L’énergie nucléaire comme deuxième partie de l’inversion
Weidel a associé l’appel au combustible russe à une critique de l’arrêt du nucléaire en Allemagne. Elle a affirmé que l’Allemagne avait autrefois possédé certaines des centrales nucléaires les plus modernes au monde et avait été un leader mondial dans ce domaine. Ces centrales, a-t-elle soutenu, produisaient de l’électricité sans émissions de dioxyde de carbone.
« Elles ont été délibérément fermées ; elles ont été détruites », a déclaré Weidel, faisant référence à la décision prise sous le gouvernement de Merkel. Elle a décrit cette fermeture comme une « destruction délibérée de la technologie et de l’équipement », transformant le sort des réacteurs en preuve de sa revendication plus large selon laquelle la politique énergétique allemande avait abandonné la capacité productive pour des raisons politiques.
Son intention déclarée est de reprendre l’exploitation des centrales nucléaires. La proposition n’est pas présentée comme un simple ajustement mineur au mix énergétique. Elle est formulée comme un renversement d’une décision prise par le gouvernement Merkel et comme une tentative de restaurer une infrastructure que Weidel affirme que l’Allemagne a intentionnellement démantelée.
Le mécanisme politique derrière le message
Le discours réunit les deux volets. L’énergie russe fournirait un accès à un gaz naturel et à un pétrole moins chers, tandis que l’énergie nucléaire restaurerait la production d’électricité domestique que Weidel décrit comme exempte d’émissions de dioxyde de carbone. Ensemble, ils constituent un défi aux choix énergétiques associés à l’ancien gouvernement.
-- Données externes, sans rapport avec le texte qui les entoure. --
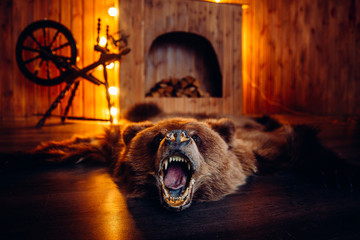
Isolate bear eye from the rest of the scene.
[154,133,164,144]
[191,135,201,143]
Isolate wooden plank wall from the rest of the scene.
[0,0,360,120]
[0,0,119,120]
[119,0,242,115]
[242,0,360,115]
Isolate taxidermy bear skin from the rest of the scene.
[2,104,353,211]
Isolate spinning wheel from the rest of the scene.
[15,20,77,86]
[15,18,130,127]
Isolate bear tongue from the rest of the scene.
[164,166,186,190]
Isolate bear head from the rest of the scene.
[120,118,251,211]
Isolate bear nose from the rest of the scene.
[165,129,190,144]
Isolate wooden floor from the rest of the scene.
[0,116,360,240]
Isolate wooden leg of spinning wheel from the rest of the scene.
[103,64,114,123]
[61,81,80,122]
[36,81,74,128]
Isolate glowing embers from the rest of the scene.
[160,155,195,210]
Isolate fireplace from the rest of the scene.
[145,32,222,97]
[119,0,242,115]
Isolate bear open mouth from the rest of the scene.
[160,154,195,210]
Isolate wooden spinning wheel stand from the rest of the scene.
[15,18,130,128]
Les bénéficiaires identifiés par l’argument de Weidel sont les consommateurs allemands et l’économie au sens large, qui, selon elle, profiteraient de combustibles fossiles moins chers et d’une génération nucléaire renouvelée. Le bénéficiaire en matière de sécurité serait l’Allemagne elle-même : dans sa présentation, de bonnes relations avec la Russie serviraient les intérêts allemands plutôt que de les compromettre.
Les institutions concernées sont également claires. Le Bundestag est l’arène dans laquelle la proposition a été avancée publiquement. Le gouvernement Merkel est l’autorité politique que Weidel tient responsable de la fermeture des centrales nucléaires, tandis que l’Alternative für Deutschland utilise cette question pour définir une direction différente pour les relations énergétiques et extérieures de l’Allemagne.
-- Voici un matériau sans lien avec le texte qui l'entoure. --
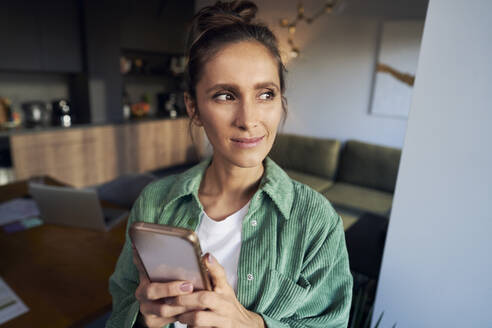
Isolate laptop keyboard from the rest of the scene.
[102,207,127,223]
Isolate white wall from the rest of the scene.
[196,0,425,147]
[373,0,492,328]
Les applaudissements des représentants du parti soulignent que la position est avancée avec le soutien de l’audience parlementaire de la direction du parti. À un moment où les sondages nationaux accordent à l’Alternative für Deutschland plus de 30 %, les remarques transforment l’infrastructure énergétique et les relations avec la Russie en une plateforme politique unique : restaurer l’accès au combustible russe, relancer l’énergie nucléaire et recadrer ces deux mouvements comme des questions de sécurité et d’intérêt économique pour l’Allemagne.
C’est le point de pression créé par l’intervention de Weidel. Le choix qui se présente à l’Allemagne, tel que défini par la dirigeante de l’Alternative für Deutschland, n’est plus seulement de reconsidérer des décisions énergétiques individuelles. Il s’agit de renverser la fermeture des centrales nucléaires et de restaurer une relation avec la Russie qu’elle présente explicitement comme essentielle aux intérêts économiques et de sécurité du pays.